UNCTAD’ın raporu, ülkelerin öncü teknolojileri kullanmaya, benimsemeye ve uyarlamaya hazır olup olmadıklarını değerlendirmek amacıyla bilgi ve iletişim teknolojileri, beceriler, Ar-Ge, endüstriyel kapasite ve finans göstergelerini bir araya getiren ‘öncü teknolojilere hazırlık endeksi’ sonuçlarını ortaya koyuyor. 166 ülkenin değerlendirildiği bu endekste, ilk 10 sırayı yüksek gelirli ülkeler alıyor: ABD, İsveç, Singapur, İsviçre, Hollanda, Güney Kore, Almanya, Finlandiya, Hong Kong ve Belçika. Ekonomileri eskisi kadar yenilikçi olmayan İngiltere, Fransa, İspanya ve İtalya gibi köklü Avrupa ülkelerinin ilk 10’da yer alamaması dikkat çekiyor. Yaşlanan nüfusu ve yıllardır devam eden müzmin ekonomik durgunluğu nedeniyle dinamizmini kaybeden Japonya ise listenin 19. sırasında. Her ne kadar bazı teknolojilerde ABD’nin önüne geçmiş olsa da Çin, bu listenin 35. sırasında yer almış. Çin’in beklenenden daha düşük bir sırada olmasının nedeni olarak, internet kapsama alanı ve geniş bant hızındaki bölgesel eşitsizliklere atıf yapılmış.

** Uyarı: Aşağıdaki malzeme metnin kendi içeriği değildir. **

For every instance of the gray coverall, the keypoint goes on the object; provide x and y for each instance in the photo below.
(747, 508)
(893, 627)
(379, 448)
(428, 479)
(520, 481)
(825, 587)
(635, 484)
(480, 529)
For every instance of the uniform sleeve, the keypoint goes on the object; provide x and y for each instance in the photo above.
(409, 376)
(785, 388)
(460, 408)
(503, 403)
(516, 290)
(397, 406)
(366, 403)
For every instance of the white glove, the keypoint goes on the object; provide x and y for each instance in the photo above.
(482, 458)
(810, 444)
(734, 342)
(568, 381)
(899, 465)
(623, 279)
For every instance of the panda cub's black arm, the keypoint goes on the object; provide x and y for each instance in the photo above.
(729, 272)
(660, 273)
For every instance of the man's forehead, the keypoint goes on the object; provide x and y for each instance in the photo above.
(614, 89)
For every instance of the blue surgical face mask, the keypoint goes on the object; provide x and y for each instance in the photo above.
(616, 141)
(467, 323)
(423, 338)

POTANSİYELİ GERÇEĞE DÖNÜŞTÜRMEK
Türkiye, listenin 53. sırasında. Bu sıranın Türkiye’nin gerçek potansiyelini yansıttığını söyleyemeyiz. Buradaki 17 teknolojinin hepsinde başarılı olmamız gerekmiyor. Mevcut teknoloji kapasitemiz ve ölçek ekonomisi buna müsaade etmez. Ama bu öncü teknolojilerin 5-6 (güneş enerjisi, rüzgar enerjisi, elektrikli araçlar, drone ve 5G gibi) tanesinde hatırı sayılır ağırlığa sahip bir küresel oyuncu olabiliriz. Zaten bu teknolojilerde belli bir mesafe kat ettiğimiz ortada. Çıtayı daha da yukarılara taşıyabiliriz. Kamu teşviklerinde bu teknolojilere daha fazla ağırlık vererek yerli ve milli kapasite geliştirmeye devam etmeliyiz.